One could read this new NCTC report as an argument that the war on terror is not over, that attacks in the United States haven’t really declined; they’ve merely morphed from al Qaeda to other (mostly) Muslim adherents. Or one could read it as as affirmation that the counter-terrorism industry has been successful, that it has stopped another “9/11.” Or one could argue, as both the Obama and Trump administrations argued, that ISIS has also been defeated, as is exemplifed even in the reduction in ISIS-related attacks. I read it slightly differently.

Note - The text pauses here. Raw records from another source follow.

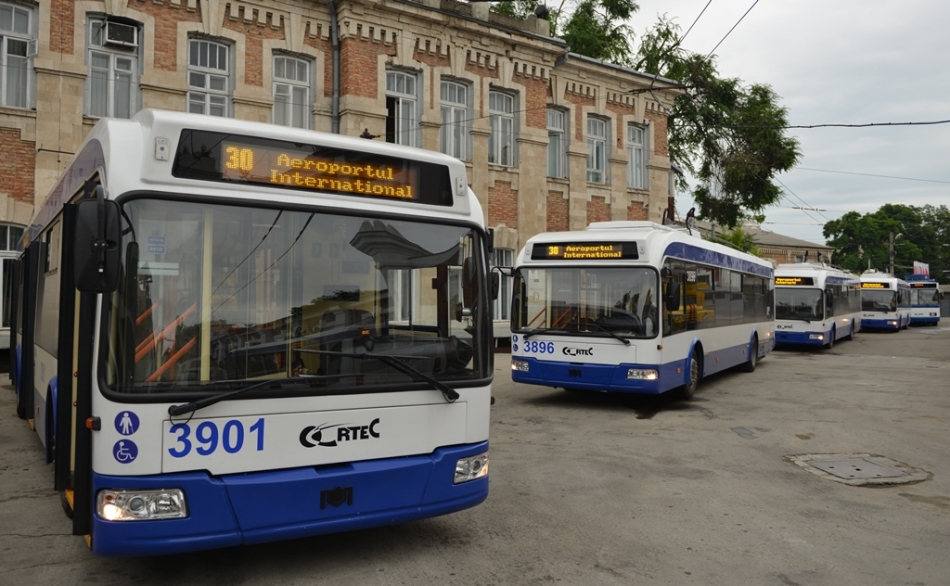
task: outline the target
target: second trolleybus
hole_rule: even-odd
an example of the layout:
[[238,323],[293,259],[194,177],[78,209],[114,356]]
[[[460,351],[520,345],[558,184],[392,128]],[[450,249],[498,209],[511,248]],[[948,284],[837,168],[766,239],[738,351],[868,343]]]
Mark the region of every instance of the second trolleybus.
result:
[[95,553],[487,497],[490,249],[460,161],[143,110],[92,129],[25,240],[18,411]]
[[775,267],[775,341],[831,348],[861,329],[861,281],[823,263]]
[[861,327],[900,331],[910,325],[910,286],[890,273],[861,273]]
[[772,265],[651,222],[530,238],[514,267],[512,379],[686,398],[774,346]]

First, one important caveat. Like most of these domestic terrorism “intelligence” reports, this one says nothing, breaks no ground, nor does it tell us anything we don’t already know. Its purpose is to say hey, look at us, we’re still here, and the threat is still here. This is not to say that NCTC doesn’t do anything, but it is to say that they need to advertise a bit, if only to their state and local level constituents, that they shouldn’t take their eye off the ball. Even if they’ve demonstrated, now in the case of January 6th, that they are incapable of issuing useful warnings and if they do, those warnings get lost in the bureaucratic noise.
So what I take away is that the counter-terror hunters are very good at certain things — who’s getting on the plane — and pretty bad at others (like understanding the worldwide or domestic landscapes in a holistic manner and adjusting accordingly). That’s why with each attack and each “surprise” a new something has to be set up — a cell, a task force, a process, a new piece of software. This is what has happened since January 6th, and as this report demonstrates, there’s no plenty of idle space in the system to shift attention to “domestic-inspired” threats. It’s endless.
The big takeaway though, the specific one that you can take to the bank, is the sentence that says: “Since 2019, all but one of these attacks have targeted US law enforcement and military personnel.” (My emphasis added.) That’s a sentence that gets the juices flowing or the FBI, the Department of Homeland Security, and state and local police because there’s nothing more important to them than defending themselves.